FLAT is a straightforward implementation used to provide exact vector similarity search by computing the distance of the query vector and all the dataset vectors. It stores all the vectors in a non-ordered TileDB array.

Vectors

The shuffled_vectors array is a 2D dense array that contains all the vectors with no specific ordering. It stores the vectors as columns of the array and has dimensions:

  • rows - Corresponds to the vector dimensions (0, dimensions).
  • cols - Corresponds to the vector position in the set of vectors (0, size).

External IDs

The shuffled_ids array is a 1D dense array that maps vector positions in the vectors array to the external_id of each vector.

IVF_FLAT

IVF_FLAT is based on \(k\)-means clustering. Effectively, TileDB computes \(k\) separate clusters (as well as their centroids) of the dataset vectors, shuffling them in a way such that vectors in the same cluster appear adjacent on storage (to minimize I/O when retrieving those vectors).

Partition centroids

The partition_centroids array is a 2D dense array, storing the \(k\)-means centroids for the different vector partitions. It stores the centroid vectors as columns of the array and has dimensions:

  • rows - Corresponds to the vector dimensions (0, dimensions).
  • cols - Corresponds to the partition ID (0, partitions).

Partition indexes

The partition_indexes array is a 1D dense array recording the start index of each partition of vectors in the shuffled vectors array.
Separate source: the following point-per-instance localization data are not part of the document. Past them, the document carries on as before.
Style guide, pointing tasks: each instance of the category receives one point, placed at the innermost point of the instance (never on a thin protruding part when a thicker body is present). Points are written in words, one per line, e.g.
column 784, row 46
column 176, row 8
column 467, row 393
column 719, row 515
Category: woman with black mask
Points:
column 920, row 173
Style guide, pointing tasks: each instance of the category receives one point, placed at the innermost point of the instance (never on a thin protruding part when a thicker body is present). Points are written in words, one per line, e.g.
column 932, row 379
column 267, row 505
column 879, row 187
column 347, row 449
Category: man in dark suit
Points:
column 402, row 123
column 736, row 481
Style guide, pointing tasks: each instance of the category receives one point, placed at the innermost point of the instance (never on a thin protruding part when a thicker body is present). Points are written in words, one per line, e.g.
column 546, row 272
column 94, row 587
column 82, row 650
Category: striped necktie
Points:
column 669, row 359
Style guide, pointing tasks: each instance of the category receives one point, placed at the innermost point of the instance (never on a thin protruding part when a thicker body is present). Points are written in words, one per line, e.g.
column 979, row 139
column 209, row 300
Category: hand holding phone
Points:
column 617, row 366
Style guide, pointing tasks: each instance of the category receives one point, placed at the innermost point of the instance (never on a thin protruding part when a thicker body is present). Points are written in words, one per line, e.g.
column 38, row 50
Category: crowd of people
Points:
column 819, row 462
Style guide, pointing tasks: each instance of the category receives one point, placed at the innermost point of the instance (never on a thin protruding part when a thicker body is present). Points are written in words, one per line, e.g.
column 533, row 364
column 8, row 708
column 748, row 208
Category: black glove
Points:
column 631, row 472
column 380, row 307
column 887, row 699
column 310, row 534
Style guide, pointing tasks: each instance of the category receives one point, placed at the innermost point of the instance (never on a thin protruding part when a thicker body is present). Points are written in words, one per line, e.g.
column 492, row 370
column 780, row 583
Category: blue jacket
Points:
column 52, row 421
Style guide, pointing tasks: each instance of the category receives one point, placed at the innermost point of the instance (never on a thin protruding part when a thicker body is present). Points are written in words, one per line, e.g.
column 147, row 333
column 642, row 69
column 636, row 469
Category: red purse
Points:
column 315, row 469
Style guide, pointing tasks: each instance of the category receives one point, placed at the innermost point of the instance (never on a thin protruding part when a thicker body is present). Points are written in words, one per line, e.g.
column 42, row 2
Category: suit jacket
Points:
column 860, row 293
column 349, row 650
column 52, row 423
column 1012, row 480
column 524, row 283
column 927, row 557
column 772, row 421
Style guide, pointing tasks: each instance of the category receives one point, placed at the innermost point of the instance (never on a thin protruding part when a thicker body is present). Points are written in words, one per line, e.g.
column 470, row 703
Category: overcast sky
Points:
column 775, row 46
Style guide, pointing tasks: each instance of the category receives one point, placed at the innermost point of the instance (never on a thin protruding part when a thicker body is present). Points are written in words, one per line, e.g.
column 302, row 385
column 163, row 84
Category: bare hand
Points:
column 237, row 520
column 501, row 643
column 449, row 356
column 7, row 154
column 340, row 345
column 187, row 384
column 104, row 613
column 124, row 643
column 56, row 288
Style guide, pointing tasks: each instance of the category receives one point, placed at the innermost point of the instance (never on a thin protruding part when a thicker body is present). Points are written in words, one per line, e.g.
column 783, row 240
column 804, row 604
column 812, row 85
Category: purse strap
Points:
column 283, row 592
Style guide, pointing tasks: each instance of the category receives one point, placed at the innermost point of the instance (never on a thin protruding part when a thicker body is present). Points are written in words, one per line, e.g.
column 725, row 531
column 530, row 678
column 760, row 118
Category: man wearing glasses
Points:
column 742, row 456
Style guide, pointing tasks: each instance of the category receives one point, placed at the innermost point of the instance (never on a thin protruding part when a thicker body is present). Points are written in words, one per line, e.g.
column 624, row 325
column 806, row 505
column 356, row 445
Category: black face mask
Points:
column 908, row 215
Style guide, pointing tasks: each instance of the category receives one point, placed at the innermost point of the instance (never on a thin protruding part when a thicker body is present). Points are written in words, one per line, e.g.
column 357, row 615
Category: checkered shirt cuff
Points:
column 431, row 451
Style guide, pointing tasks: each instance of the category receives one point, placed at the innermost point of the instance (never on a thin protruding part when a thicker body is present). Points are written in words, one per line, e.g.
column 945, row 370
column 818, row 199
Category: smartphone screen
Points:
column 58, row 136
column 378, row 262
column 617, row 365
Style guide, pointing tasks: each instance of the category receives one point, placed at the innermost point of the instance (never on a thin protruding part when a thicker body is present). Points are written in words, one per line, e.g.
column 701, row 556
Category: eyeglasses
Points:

This array has one dimension corresponding to the partition ID for which we record the start index. The end index of each partition corresponds to the start index of the next partition.

Shuffled vectors

The shuffled_vectors array is a 2D dense array that contains all the dataset vectors shuffled based on their partition. Each vector partition is stored in a consecutive index range of this array. The vectors are stored as columns of the array which has dimensions:

  • rows - Corresponds to the vector dimensions (0, dimensions).
  • cols - Corresponds to the vector position in the set of vectors (0, size).

Shuffled IDs

The shuffled_ids array is a 1D dense array that maps vector indices in the shuffled vectors array to the external_id of each vector.

Vamana

VAMANA is a graph-based algorithm based on Microsoft’s DiskANN vector search library (Subramanya, Suhas Jayaram et al. “DiskANN : Fast Accurate Billion-point Nearest Neighbor Search on a Single Node.” NeurIPS (2019).). It stores all of the vectors in a non-ordered TileDB array, as well as a graph that is used for faster searching.

Vectors

The shuffled_vectors array is a 2D dense array that contains all the vectors with no specific ordering. It stores the vectors as columns of the array and has dimensions:

  • rows - Corresponds to the vector dimensions (0, dimensions).
  • cols - Corresponds to the vector position in the set of vectors (0, size).

External IDs

The shuffled_ids array is a 1D dense array that maps vector positions in the vectors array to the external_id of each vector.

Adjacency row indices

The adjacency_row_index_array_name is a 1D dense array that holds the edges for each node in the graph. Each value indicates where the neighbors (edges) for each successive node start in Adjacency IDs and Adjacency Scores. For example, you might have [0, 2, 8, 13], which indicates that the neighbors for node 0 start at index 0, the neighbors for node 1 start at index 2, and the neighbors for node 2 start at index 8. The final value is the end of the array, so the neighbors for node 2 end at index 13. With that information, you can look in Adjacency IDs to determine the destination node. The source node can be inferred by the index of the Adjacency Row Indices array. Once you know the source or destination node index, you can look at that index in Vectors or External IDs to get the vector or external ID for that node.

Adjacency IDs

The adjacency_ids array is a 1D dense array that holds the neighbors of the graph. Each value is an index into the Vectors and External IDs arrays. This only holds the destination nodes of the graph. The source node is in the Adjacency Row Indices array, which itself points to Adjacency IDs.

Adjacency scores

The adjacency_scores is a 1D dense array that follows the same pattern as Adjacency IDs, but holds the edge distance instead of the destination node.